Дневники. Записные книжки (Забелин) - страница 136

7 февраля. Четверг. Был генерал Кузнецов Вавил Алексеевич с рисунками для Благовещенского собора. Рассказывал о пребывании герцога Австрийского[722]. Потешил о Бюлере, который надоел ему притязаниями о местах за обедами. Он считает себя вторым лицом в Москве (первый должен быть Дашков) и потому очень сердился, что Нейдгарта[723] печатают в газетах выше его, хотя Нейдгард и придворный чин, но он Бюлер — д. с. с. и проч. и проч. Посему он написал в редакцию послание, в доказательство, что он выше Нейдгарта и привел весь свой формуляр. Очень обиделся, что австрияк поехал прежде в Воспитательный дом, а не к нему в архив. Обиделся, что эта поездка назначена была в последний день, а не в первые дни. Обиделся, почему его посадили за обедом во дворце не против принца, а в ряду. Он хотел, чтобы принц глядел на него, а он мог бы глядеть на принца. Вообще преследовал все мелочи, почему он не впереди.

Генерал-губернатор серьезно выговорил графу Орлову-Давыдову, за то, что в газете «Московские ведомости» было напечатано, что во дворце он сидел слева от принца, а Костанда справа. Вы говорит, не просматриваете публикаций, а я никогда и нигде не сидел слева. Это со мной случилось в первый раз.

Вавила неловко сказал, отчего я не просил, чтобы принц посетил Исторический музей. Я говорю, если б это был музей Винклера[724], то я бы очень попросил.

25 февраля. Понедельник. Князь Н. С. Щербатов говорит, скажу вам новость, хотя очень неприятную. Князь Долгоруков увольняется, на его место — великий князь Сергей. Будет вам тяжело очень. Говорю, душевно рад, но будет тяжело. Конец медвежьей берлоге.

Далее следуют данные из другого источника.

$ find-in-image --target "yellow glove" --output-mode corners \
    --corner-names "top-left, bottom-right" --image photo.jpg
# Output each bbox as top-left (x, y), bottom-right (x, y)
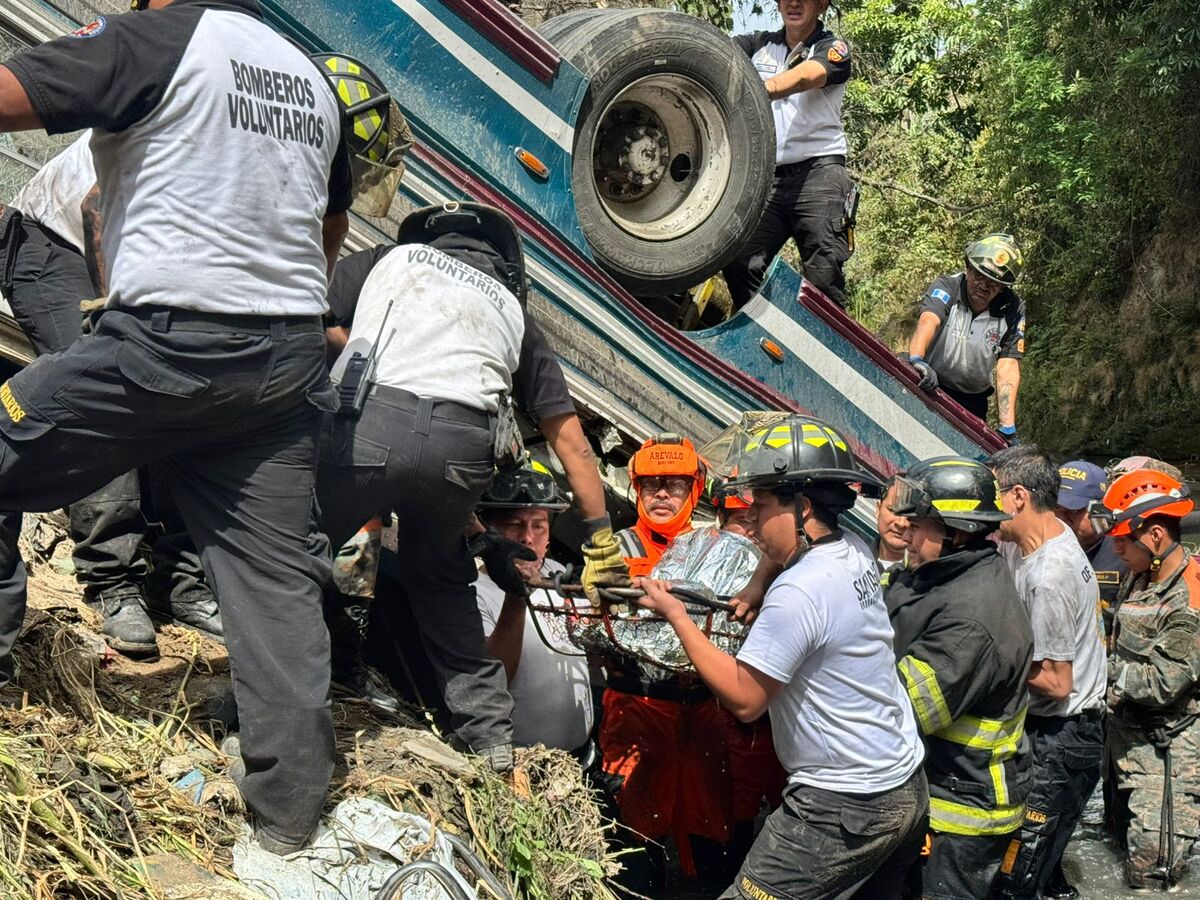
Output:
top-left (581, 523), bottom-right (631, 607)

Надо вытянуться, бывать на выходах в соборах, на праздниках, в церкви и т. п.

27 февраля. Среда. Утром сочиняли с князем Н. С. телеграмму радости и оказались неумеющими. Написали так: «Великая Монаршая милость древней Москве преисполняет Исторический музей чувствами беспредельной радости о своем Августейшем председателе». Ничего больше не могли придумать.

6 марта. Среда. Не слышно, как возвратился генерал-губернатор Долгоруков. У Иверской не был. Толпы не было. Ура не кричали. Он, выйдя из часовни, не кланялся направо, лево и прямо, здороваясь с народом своим, как он все это проделывал до сегодня.

7 марта. Четверг. Прибыл временный генерал-губернатор Костанда к Иверской. Народ собрался. Кто-то крикнул, но он махнул рукой с кротостью доброй старушки. Затем сел в карету и стал ждать своего лакея, который, выпросив позволения, ходил прикладываться к образу. Совсем наивно, благодушно, не так, как по-долгоруковски.